The point they were always trying to make: you have it so easy. Not just me either. Your parents had it so easy, you have it so easy, and your kids will have it so easy too. They griped about the decay in moral fiber, groaned about how baby boomers have no work ethic because my parents would take on vacations – how dare they take time off work.
This is how it goes. The former generation is always looking down their nose at the upcoming generation saying “you are doing it wrong”. You see this cross-culturally as well, this is not something we have trade marked in America. It is part of the human condition to think your generational cohort is/was the best. I can’t disagree either, mine is totally the best we have The Labyrinth and The Goonies.
What one person may be looking at and calling “entitled” another person may be calling self-care or work/life balance.
This is progress, this is what it looks like. It is a shift in thinking, it is a change in work ethic, technology, attitude, ideas.. Change is constant no reason to be afraid of it. No reason to call names. There is room for everyone.
Even though it was made clear this message was not meant for me it still made me very uncomfortable because I just do not agree with it. Over time of getting to know all these beautiful people who are 10+ years younger than me I have personally learned that yes, they do things differently (sometimes I feel super old working with them because they know things I don’t know and do things I don’t do), and that is not bad or wrong or any other negative judgment one may want to attach to them. I am just as open to learn from them as I am to learn from my mentors who are 10+ years older than me. Both generations have a lot to offer in terms of their approaches to the work and their life perspectives.

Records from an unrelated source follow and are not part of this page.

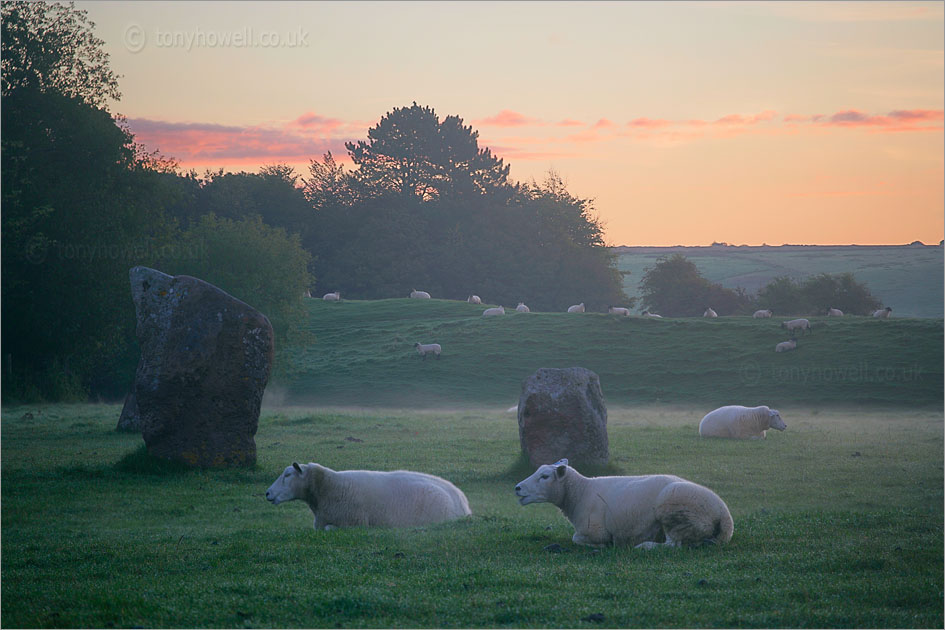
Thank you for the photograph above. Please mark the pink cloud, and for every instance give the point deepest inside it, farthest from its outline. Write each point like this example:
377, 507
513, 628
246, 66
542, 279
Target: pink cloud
508, 118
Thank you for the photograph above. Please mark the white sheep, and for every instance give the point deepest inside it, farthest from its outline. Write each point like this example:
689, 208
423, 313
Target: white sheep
786, 346
743, 423
645, 511
426, 348
796, 324
370, 498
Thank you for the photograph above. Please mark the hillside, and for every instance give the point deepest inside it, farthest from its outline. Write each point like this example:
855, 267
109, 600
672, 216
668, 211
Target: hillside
909, 277
363, 355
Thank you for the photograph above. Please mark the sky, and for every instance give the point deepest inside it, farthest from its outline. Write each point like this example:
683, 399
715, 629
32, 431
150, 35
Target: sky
686, 123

I do believe in work/life balance. That does not make me entitled. I will practice self-care and I will also make my clients my top priority when I am at work. I will have boundaries and I will say no in my personal life and my professional life and that does not make me selfish. My approach to social work practice will be my own and it will not be any more or less valuable than any other’s, it will be mine though. Our differences are what make this a great profession, I thought that was a given, for some maybe it isn’t. I do not hold any of this against them, I just see it differently.